Save for the odd communion wafer and drop of dodgy wine, churches aren’t known as temples of gastronomic excellence. That was until Bah Humbug and Bug Bar took over the crypt of St Matthew’s Church and wowed punters with a conscience with their extensive veggie menu.
A few years on, the place started to look shabby and the punters complained that they didn’t like condensation dripping on to their Mock Duck – so a complete refurb was called for. Babalou is the result.
“Mmm, Moroccan, can’t wait,” said my dining companion as we descended into the basement, past the bouncers. It’s all white walls, flickering candles, ornate ironwork screens and glass lanterns – so it certainly looks Moroccan.
The menu though is not, save for an Arabic platter and a tagine, as Babalou has kept the international aspirations of its predecessor. Fair enough – but warning bells always start to ring when I see a dish on a menu that takes longer to say than it does to eat. Same alarm bells ring whenever the ubiquitous chilli jam is listed.
So it was with trepidation that we ordered our starters: Vodka Beetroot Cured Salmon, Potato and Radish Salad, Dill and Lemon Cream (£5.65) and Pan-Fried Baby Squid, Chinese Broccoli and Chilli Jam (£5.95).
The squid was a curious affair – tender but there was just so much going on on the plate that the resulting taste was rather murky.

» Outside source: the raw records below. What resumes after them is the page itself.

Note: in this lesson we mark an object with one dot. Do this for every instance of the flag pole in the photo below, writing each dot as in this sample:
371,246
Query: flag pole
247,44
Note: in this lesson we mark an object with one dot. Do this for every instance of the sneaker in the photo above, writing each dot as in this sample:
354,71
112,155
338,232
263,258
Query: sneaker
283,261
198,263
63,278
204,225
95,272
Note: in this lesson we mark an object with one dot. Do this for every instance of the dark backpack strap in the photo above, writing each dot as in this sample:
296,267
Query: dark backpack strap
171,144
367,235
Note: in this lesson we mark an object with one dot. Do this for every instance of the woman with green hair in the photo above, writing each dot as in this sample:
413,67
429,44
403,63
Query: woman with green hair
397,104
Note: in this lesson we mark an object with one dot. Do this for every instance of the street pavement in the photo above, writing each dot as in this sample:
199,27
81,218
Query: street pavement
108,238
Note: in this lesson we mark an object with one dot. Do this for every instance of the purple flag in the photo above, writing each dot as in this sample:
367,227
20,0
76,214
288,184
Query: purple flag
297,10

Ditto the salmon salad – delicious fish fighting against all the other flavours.
Main courses were also a mouthful in more ways that one. Monkfish, chorizo paella, deep breath, green beans, spinach and basil cream (£12.95) was divine with a perfectly cooked hunk of fish and creamy paella. Seared swordfish Steak, Sag Aloo potato, cucumber and mint dressing (£11.95) was another fantastically cooked bit of fish, complete with a crunchy poppadom on top. But again, both dishes had too many flavours scrapping with each other.

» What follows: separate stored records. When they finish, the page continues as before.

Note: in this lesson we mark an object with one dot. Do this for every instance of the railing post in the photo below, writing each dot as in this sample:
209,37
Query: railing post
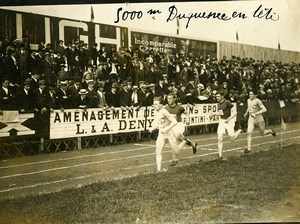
42,144
78,142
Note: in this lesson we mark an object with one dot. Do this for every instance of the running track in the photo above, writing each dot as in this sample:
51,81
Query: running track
46,173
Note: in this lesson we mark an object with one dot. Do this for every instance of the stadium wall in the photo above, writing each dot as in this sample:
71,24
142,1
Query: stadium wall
229,49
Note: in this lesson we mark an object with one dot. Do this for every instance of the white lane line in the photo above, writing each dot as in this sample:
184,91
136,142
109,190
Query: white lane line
74,158
145,146
128,168
111,160
73,166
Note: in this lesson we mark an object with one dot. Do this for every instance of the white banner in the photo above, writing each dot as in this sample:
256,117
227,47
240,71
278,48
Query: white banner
91,122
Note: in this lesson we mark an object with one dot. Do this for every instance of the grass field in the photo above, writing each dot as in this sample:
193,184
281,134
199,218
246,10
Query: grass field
258,187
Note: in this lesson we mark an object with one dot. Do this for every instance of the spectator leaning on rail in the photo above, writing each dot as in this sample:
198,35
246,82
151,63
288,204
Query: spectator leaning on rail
24,98
7,98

The trouble with fusion is that for it to work, everything has to be spot-on, and it’s a rare chef that can actually achieve this: otherwise you end up with confusion. There’s a talented chef here but the menu needs stripping back.
There’s an unusual wine list, which starts at a reasonable £11 and goes up to £35 and cocktails are also available – although a Mojito needed more booze, less ice.
So, with a menu that reads like the inside of Phileas Fogg’s gut, a predominantly Italian wine list, Moroccan décor and a spooky looking crypt, Babalou is a strange concoction. But it’s an enjoyable one – it’s atmospheric, staff are friendly and with a bit of restraint menu-wise, they should be on to a winner, and the flock should soon be back in droves.